- Amlidhodha Location in raigarh, Chhattisgarh, India Amlidhodha Amlidhodha (India)
- Coordinates: 22°04′N 83°30′E﻿ / ﻿22.06°N 83.50°E
- Country: India
- State: Chhattisgarh
- District: Raigarh
- Elevation: 240 m (790 ft)

Population (2011)
- • Total: 1,000

Languages
- • Official: Hindi, Chhattisgarhi
- Time zone: UTC+5:30 (IST)
- PIN: 496107
- Vehicle registration: CG-13

= Amlidhodha =

Amlidhodha is a small village in the samkera post office and Tamnar Nagar Panchayat, Raigarh district in the state of Chhattisgarh, India.

==Geography and climate==
Amlidhodha is a village 15km from Tamnar. It is the center of a forest. There is a famous temple in the Tamnar block called shiv temple this temple is on a mountain.

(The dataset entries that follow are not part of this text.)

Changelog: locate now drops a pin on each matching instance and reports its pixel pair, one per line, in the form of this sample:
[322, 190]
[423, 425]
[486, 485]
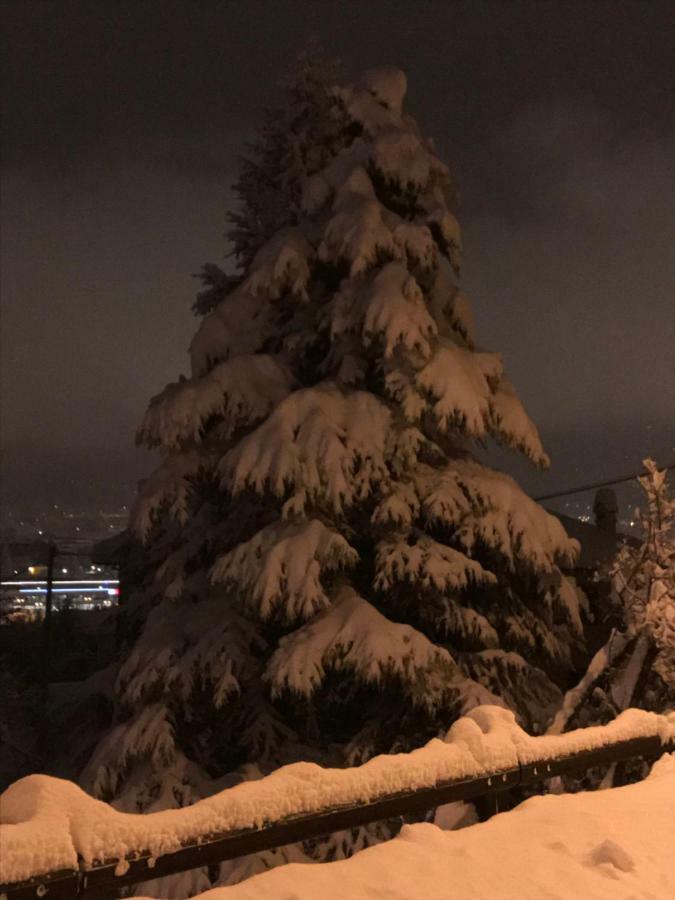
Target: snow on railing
[59, 842]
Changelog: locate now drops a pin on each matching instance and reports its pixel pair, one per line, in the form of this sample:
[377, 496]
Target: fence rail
[101, 882]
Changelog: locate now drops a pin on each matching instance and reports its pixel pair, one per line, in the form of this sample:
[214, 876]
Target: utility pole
[47, 626]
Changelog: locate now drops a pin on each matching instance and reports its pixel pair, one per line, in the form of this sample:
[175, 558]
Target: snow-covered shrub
[636, 667]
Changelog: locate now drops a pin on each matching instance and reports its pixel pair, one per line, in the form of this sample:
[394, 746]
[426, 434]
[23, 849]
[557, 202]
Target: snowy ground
[616, 844]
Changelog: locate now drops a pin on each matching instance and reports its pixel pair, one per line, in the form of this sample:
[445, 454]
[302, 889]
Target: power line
[598, 484]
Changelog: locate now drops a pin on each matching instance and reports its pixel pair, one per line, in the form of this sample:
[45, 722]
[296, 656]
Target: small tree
[637, 665]
[332, 572]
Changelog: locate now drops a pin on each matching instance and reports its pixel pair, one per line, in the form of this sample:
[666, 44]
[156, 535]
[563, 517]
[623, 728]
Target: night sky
[121, 126]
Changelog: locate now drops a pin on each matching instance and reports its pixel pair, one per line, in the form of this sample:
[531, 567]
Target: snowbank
[47, 823]
[605, 845]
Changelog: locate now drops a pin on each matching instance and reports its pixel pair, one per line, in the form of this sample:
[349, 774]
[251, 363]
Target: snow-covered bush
[636, 667]
[337, 575]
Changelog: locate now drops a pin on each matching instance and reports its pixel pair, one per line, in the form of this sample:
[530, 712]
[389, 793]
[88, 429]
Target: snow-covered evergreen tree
[332, 571]
[636, 667]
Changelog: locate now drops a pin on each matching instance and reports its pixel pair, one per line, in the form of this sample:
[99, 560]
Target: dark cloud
[122, 123]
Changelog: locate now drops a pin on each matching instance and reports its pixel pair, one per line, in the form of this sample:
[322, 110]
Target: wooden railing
[101, 881]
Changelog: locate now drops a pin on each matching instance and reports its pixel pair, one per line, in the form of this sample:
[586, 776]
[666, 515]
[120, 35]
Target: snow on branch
[356, 233]
[489, 507]
[395, 311]
[239, 324]
[241, 391]
[458, 380]
[281, 265]
[352, 634]
[512, 426]
[324, 444]
[185, 644]
[281, 566]
[168, 486]
[427, 564]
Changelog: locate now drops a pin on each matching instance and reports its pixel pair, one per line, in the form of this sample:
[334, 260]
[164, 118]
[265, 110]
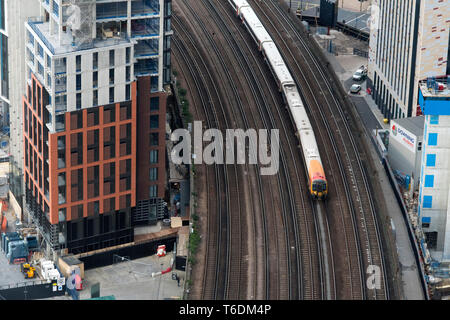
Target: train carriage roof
[240, 3]
[277, 63]
[255, 24]
[309, 144]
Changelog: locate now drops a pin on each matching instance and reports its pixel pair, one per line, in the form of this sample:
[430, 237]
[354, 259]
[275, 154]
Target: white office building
[411, 43]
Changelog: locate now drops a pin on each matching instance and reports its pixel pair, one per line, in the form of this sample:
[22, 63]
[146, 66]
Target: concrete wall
[16, 15]
[441, 187]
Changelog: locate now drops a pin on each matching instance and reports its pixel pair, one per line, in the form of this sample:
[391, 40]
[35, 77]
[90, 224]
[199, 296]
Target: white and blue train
[318, 186]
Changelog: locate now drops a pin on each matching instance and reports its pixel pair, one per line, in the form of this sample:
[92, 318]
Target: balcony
[144, 28]
[36, 24]
[146, 48]
[146, 67]
[60, 85]
[60, 66]
[144, 8]
[111, 11]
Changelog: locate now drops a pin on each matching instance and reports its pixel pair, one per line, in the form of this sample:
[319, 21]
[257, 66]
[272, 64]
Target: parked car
[355, 88]
[360, 74]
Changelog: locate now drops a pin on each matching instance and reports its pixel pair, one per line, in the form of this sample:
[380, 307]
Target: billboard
[403, 136]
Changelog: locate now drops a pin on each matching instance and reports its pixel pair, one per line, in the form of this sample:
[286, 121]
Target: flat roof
[414, 125]
[431, 92]
[51, 41]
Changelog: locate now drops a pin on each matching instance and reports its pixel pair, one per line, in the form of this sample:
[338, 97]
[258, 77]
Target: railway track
[221, 278]
[363, 246]
[296, 269]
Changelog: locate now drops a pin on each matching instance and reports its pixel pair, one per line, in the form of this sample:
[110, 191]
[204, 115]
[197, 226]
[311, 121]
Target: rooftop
[414, 125]
[435, 87]
[42, 30]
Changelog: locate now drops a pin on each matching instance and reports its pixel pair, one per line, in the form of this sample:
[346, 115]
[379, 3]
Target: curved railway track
[363, 245]
[297, 210]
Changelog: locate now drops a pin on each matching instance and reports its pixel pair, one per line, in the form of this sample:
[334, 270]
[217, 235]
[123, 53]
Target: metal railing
[33, 22]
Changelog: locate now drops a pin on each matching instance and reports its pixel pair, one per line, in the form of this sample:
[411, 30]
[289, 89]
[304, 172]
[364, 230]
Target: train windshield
[320, 185]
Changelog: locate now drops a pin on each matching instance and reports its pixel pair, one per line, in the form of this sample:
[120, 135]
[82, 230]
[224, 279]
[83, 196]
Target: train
[318, 184]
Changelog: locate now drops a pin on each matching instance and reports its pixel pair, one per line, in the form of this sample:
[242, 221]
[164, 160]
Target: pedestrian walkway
[372, 119]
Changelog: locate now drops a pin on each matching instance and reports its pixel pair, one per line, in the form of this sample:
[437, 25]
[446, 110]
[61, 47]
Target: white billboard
[403, 136]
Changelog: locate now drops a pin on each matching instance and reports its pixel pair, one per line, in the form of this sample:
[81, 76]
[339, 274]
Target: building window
[153, 174]
[153, 191]
[95, 98]
[78, 82]
[154, 104]
[111, 58]
[78, 101]
[427, 202]
[127, 92]
[127, 55]
[127, 74]
[95, 61]
[78, 62]
[432, 139]
[154, 139]
[55, 8]
[111, 76]
[429, 181]
[434, 119]
[154, 121]
[426, 221]
[153, 156]
[431, 160]
[95, 79]
[111, 95]
[431, 239]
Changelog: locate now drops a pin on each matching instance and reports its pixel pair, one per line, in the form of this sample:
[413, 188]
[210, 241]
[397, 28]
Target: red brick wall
[104, 198]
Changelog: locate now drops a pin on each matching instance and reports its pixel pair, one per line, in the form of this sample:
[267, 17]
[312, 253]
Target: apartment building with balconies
[94, 119]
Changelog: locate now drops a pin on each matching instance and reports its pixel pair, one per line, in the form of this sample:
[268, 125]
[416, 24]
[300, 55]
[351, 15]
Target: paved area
[132, 280]
[373, 119]
[10, 273]
[351, 12]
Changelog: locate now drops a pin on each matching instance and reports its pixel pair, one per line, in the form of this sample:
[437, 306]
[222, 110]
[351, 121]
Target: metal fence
[32, 290]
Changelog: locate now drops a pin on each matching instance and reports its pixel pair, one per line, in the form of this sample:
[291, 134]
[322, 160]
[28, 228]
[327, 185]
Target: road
[350, 14]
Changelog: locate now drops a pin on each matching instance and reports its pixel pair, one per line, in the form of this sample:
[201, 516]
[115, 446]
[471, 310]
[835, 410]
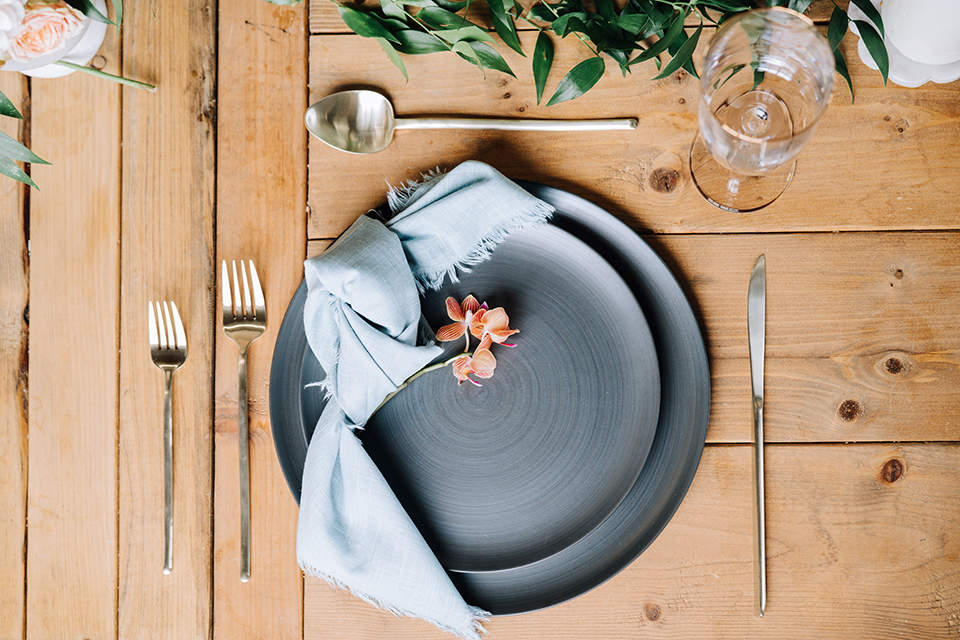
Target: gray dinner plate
[580, 563]
[513, 471]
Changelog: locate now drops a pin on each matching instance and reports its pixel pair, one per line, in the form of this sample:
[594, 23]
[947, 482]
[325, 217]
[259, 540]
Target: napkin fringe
[477, 615]
[399, 197]
[538, 214]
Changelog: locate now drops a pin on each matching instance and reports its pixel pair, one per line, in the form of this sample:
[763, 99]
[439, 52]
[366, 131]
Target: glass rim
[820, 112]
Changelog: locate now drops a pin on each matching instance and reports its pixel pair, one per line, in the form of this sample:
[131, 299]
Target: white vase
[79, 49]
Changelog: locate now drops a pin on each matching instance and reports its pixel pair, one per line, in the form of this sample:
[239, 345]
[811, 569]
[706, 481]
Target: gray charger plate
[666, 474]
[516, 470]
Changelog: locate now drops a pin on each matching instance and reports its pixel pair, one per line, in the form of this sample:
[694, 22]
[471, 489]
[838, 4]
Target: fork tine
[171, 343]
[161, 330]
[178, 327]
[152, 327]
[225, 291]
[238, 304]
[247, 304]
[260, 309]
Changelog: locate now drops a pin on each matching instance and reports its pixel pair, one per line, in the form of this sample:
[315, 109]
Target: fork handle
[167, 471]
[244, 437]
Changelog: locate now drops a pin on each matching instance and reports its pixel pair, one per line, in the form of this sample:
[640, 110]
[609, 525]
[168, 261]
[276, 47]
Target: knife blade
[756, 322]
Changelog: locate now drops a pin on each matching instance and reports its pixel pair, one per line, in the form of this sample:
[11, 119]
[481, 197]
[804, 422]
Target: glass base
[733, 191]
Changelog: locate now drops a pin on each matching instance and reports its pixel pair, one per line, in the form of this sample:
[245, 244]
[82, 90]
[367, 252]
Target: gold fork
[243, 322]
[168, 349]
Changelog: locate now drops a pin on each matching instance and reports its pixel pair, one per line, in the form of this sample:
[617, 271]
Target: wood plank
[906, 143]
[74, 341]
[860, 545]
[167, 254]
[261, 204]
[14, 272]
[862, 345]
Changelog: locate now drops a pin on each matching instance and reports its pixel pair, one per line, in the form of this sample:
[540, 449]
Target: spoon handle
[622, 124]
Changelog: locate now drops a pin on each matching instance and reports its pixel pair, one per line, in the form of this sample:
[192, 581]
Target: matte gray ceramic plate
[665, 476]
[514, 471]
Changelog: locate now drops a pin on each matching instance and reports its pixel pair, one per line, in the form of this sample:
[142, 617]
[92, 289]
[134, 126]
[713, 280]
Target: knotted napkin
[363, 322]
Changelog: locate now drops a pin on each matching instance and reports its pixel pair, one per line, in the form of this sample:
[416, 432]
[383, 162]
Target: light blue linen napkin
[363, 321]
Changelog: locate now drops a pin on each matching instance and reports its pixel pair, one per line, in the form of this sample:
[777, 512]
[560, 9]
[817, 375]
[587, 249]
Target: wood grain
[14, 273]
[74, 341]
[261, 200]
[824, 503]
[167, 254]
[899, 147]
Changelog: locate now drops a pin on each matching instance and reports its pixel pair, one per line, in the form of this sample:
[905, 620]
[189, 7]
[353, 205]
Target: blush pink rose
[46, 27]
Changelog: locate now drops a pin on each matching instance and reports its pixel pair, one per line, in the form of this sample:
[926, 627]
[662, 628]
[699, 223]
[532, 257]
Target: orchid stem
[108, 76]
[433, 367]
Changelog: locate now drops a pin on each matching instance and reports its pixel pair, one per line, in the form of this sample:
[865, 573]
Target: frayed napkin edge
[477, 615]
[399, 198]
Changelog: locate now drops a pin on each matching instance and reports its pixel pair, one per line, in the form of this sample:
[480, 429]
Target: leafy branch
[11, 150]
[640, 31]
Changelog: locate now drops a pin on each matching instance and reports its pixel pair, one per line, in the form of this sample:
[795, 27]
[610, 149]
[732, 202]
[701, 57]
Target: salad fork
[168, 349]
[243, 322]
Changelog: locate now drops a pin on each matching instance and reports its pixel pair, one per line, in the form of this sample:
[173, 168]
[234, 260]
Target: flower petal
[453, 310]
[484, 363]
[450, 332]
[470, 304]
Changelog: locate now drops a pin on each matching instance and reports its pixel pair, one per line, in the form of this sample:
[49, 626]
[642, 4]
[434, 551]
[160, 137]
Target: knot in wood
[892, 471]
[894, 366]
[664, 180]
[849, 410]
[652, 612]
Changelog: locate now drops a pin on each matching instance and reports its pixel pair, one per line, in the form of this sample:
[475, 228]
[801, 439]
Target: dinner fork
[168, 349]
[243, 322]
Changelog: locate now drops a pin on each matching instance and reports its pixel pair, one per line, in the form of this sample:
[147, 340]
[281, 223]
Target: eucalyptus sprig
[640, 31]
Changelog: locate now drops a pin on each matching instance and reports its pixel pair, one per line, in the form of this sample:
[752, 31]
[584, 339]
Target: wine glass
[766, 81]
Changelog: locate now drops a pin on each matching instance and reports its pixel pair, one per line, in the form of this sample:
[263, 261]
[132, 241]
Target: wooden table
[147, 193]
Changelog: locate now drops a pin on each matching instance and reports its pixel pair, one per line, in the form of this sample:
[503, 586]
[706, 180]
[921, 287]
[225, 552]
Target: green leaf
[414, 42]
[842, 70]
[504, 26]
[450, 6]
[10, 168]
[8, 109]
[633, 23]
[393, 9]
[365, 24]
[875, 46]
[676, 28]
[683, 55]
[580, 80]
[91, 11]
[486, 57]
[837, 28]
[675, 47]
[10, 148]
[605, 10]
[542, 62]
[437, 18]
[561, 26]
[470, 33]
[394, 56]
[871, 12]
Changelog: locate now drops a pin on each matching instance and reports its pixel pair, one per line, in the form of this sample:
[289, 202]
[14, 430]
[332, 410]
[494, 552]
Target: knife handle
[760, 549]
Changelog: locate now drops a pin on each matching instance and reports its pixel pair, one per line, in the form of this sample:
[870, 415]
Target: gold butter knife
[756, 320]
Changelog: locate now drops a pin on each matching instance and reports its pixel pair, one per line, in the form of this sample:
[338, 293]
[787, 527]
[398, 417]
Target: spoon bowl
[363, 121]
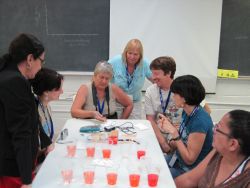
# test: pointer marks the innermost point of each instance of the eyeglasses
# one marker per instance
(221, 132)
(42, 60)
(127, 128)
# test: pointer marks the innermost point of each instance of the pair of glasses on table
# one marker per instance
(127, 128)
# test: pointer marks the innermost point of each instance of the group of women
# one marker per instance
(27, 130)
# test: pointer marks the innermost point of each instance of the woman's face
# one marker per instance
(133, 56)
(179, 100)
(101, 80)
(55, 93)
(221, 135)
(35, 65)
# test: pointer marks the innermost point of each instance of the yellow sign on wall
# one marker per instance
(223, 73)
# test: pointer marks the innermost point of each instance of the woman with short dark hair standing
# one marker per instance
(18, 113)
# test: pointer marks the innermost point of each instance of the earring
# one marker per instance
(46, 98)
(28, 66)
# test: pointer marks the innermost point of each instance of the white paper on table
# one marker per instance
(103, 162)
(141, 126)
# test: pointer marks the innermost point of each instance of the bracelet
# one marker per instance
(175, 139)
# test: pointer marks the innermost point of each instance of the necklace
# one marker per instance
(48, 119)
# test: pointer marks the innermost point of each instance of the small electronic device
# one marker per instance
(90, 129)
(109, 128)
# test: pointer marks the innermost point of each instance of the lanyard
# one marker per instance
(185, 123)
(99, 106)
(129, 77)
(51, 128)
(167, 101)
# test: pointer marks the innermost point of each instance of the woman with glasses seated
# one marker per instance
(227, 165)
(98, 99)
(193, 140)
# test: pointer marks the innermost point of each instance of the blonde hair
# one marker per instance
(132, 44)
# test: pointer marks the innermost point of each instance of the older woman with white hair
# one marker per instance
(97, 99)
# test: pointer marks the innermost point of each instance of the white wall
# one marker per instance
(187, 30)
(230, 94)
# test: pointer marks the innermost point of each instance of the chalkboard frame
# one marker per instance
(235, 35)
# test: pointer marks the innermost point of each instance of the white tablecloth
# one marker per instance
(49, 175)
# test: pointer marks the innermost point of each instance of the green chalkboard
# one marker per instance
(75, 32)
(235, 36)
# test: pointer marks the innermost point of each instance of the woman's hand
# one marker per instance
(165, 125)
(50, 148)
(99, 116)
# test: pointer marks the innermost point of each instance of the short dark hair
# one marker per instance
(46, 80)
(23, 45)
(164, 63)
(190, 88)
(239, 126)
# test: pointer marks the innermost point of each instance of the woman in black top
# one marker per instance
(18, 113)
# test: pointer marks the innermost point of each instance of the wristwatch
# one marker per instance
(175, 139)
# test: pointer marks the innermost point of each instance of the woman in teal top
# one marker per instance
(192, 141)
(130, 70)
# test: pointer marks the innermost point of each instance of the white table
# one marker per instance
(49, 175)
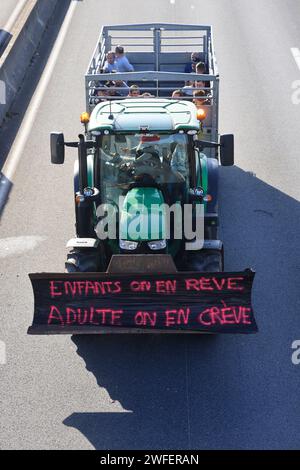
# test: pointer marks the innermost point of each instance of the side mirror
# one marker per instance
(196, 195)
(57, 144)
(227, 150)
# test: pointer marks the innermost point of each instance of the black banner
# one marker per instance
(105, 303)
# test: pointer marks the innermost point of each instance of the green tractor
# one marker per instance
(145, 155)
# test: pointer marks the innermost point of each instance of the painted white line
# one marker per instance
(18, 245)
(17, 149)
(12, 19)
(296, 54)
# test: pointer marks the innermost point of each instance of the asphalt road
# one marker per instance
(6, 9)
(165, 392)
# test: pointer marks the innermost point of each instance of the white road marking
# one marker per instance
(11, 20)
(17, 245)
(17, 149)
(296, 54)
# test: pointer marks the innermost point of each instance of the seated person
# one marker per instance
(134, 92)
(122, 63)
(191, 66)
(100, 93)
(110, 65)
(122, 86)
(111, 86)
(147, 95)
(201, 70)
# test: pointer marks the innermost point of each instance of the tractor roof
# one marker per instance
(153, 114)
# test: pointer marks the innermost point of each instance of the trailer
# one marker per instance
(159, 53)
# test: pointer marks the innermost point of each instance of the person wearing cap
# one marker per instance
(134, 92)
(122, 63)
(110, 65)
(191, 66)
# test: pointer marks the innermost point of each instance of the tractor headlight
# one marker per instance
(128, 245)
(157, 245)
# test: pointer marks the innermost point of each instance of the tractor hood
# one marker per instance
(143, 215)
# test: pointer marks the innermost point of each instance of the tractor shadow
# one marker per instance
(221, 391)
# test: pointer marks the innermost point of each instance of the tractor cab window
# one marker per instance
(128, 160)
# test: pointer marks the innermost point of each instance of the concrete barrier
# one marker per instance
(26, 34)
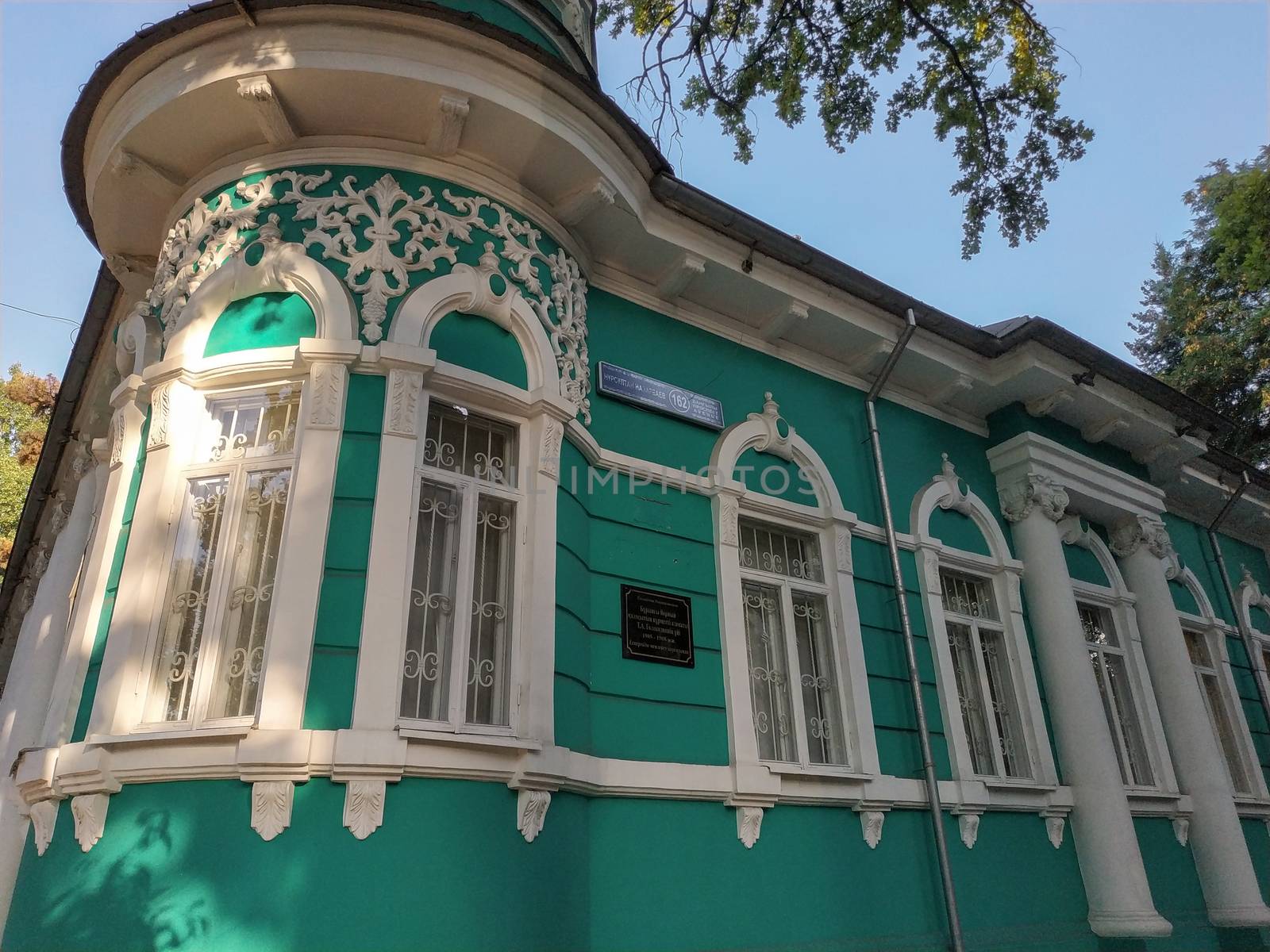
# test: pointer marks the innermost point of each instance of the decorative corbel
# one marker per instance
(779, 440)
(780, 321)
(271, 116)
(681, 273)
(582, 203)
(531, 812)
(448, 127)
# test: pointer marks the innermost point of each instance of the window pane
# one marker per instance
(768, 683)
(491, 632)
(247, 620)
(181, 638)
(965, 594)
(770, 549)
(971, 698)
(429, 625)
(253, 425)
(1005, 704)
(1136, 746)
(469, 444)
(1225, 730)
(1098, 626)
(818, 681)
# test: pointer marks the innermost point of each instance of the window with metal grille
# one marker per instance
(229, 533)
(456, 670)
(1111, 672)
(789, 638)
(984, 683)
(1218, 712)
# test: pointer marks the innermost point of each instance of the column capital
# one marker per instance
(1019, 498)
(1133, 532)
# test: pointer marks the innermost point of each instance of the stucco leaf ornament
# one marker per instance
(1033, 492)
(351, 217)
(200, 243)
(562, 310)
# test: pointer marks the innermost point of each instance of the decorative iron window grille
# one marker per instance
(216, 612)
(1111, 672)
(1218, 714)
(789, 641)
(987, 697)
(456, 670)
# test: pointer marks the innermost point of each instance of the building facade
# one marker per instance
(457, 532)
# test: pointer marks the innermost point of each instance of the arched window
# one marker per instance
(988, 691)
(1119, 668)
(797, 689)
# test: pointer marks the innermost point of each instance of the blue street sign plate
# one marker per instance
(658, 395)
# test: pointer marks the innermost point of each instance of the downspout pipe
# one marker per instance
(914, 681)
(1250, 645)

The village minimum-maximum temperature range is 29.5 - 45 °C in summer, and 7 - 23 °C in winter.

==Demographics==
At the 2011 census, 1000 people lived in the village of Amlidhodha.

==Education==
Amlidhodha's literacy rate is 65.44% (2011).
Amlidhodha has one primary school on khalhrpara for children of this village. And the end of the 5th class. For middle school education, children go to other villages, such as Padigav, Mahaloi, and Samkera. Local high schools include Hamirpur Government School and Dhourabatha.

==Economy==

Amlidhodha's economy is not developed. Most people's income comes from agriculture.

==Language==
Amlidhodha's residents speak three languages: Hindi, Chhattisgarhi, and Oriya.
The primary language is Chhattisgarhi.